A higher GMFCS level equated with increased frequency of physiotherapy appointments throughout the regions. (Figure 2) There was wide variation in the frequency of physiotherapy appointments offered at every GMFCS level; from weekly sessions, to every seven to eleven months. There was also variation in the length of the appointments. Most respondents (75.5%) reported appointment length to be between 31-60 minutes. However, 3% reported 15-30 minutes, and 19.8% reported more than 60 minutes. No respondents reported less than fifteen minutes. Most respondents (66.7%) reported that children received physiotherapy at school; whilst others responded that physiotherapy was received at home (58.3%), at the hospital/community centre (48.2%) and at a combination of the above (51.8%.) Other locations cited included Child Development Centres, nurseries, and leisure centres. The majority (92.0%) of respondents confirmed that children who received physiotherapy at school continued to receive it during the holidays. However, 56.4% reported that the frequency of the appointments was reduced compared to term time. Of those who reported reduced frequency physiotherapy, many reported that they saw children only once over school holidays.

Table 3: Themes identified in response to open-ended question regarding influence of pandemic.

Table 4: Themes identified in response to open-ended question regarding ongoing consequences of pandemic.

Discussion

This cross-sectional survey offers information on the availability of physiotherapy and associated services for children living with CP across the UK. The key findings demonstrate marked variability in; frequency and length of appointments, service provision during school holidays, waiting times for allied services, and access to networks and resources. The reported disparities in service provision were not only geographical; but between NHS vs private sector, mainstream school vs special educational needs (SEN) school, district general hospitals (DGH) vs tertiary centres. This is consistent with previous studies which have suggested that the school in which children attend, (mainstream vs SEN) contributes significantly to the amount and consistency of physiotherapy received. (10) Parkes et al. found that children in SEN schools received treatment more frequently and were more likely to have home visits than children in mainstream schools, however, as more children in mainstream schools received treatment in outpatient centres, this tended to be less disrupted during school holidays. (10) The fact that schools constitute one of the main settings for physiotherapy was confirmed by this survey. As previously suggested, this may lead to inconsistency in provision of physiotherapy during school holidays, with some children not receiving any at all. Despite no evidence that appropriate seating influences outcomes for children living with CP, the authors argue it is clearly unacceptable for children who are awaiting a wheelchair to wait over six months. Further work could consider what, if any, substitutes families use during this waiting period, and the impact that this has on the children.

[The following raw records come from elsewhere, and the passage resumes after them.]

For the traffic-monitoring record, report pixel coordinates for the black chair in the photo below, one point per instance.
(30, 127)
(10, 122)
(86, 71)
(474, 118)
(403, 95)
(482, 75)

There was consensus in this survey that service provision was adversely affected by the COVID-19 pandemic and is yet to return to pre-pandemic standards. It may be beneficial to develop and implement Standardised Operating Procedures to ensure that services would not experience such a severe disruption if similar circumstances were to recur. It is evident that the service has not returned to pre-pandemic standards, which can be seen across the NHS [16]. There was the suggestion that, in the wake of the pandemic, more families were utilising physiotherapy in the private sector. It has previously been found that some families have relied on the private sector to provide what they feel is adequate care; a study performed in Ireland in 2004 found that 16% of families surveyed supplemented their child’s physiotherapy with a private practitioner. (10) This seems to be particularly prevalent during school holidays, where many children experience a hiatus in NHS physiotherapy provision. (10) Respondents in this survey suggested that private physiotherapy was less disrupted, and quicker to resume during the pandemic compared with NHS physiotherapy, where many professionals were redeployed to adult wards. However, private physiotherapy is not a viable option for all families, and creates further systemic inequality in the treatment of children living with CP.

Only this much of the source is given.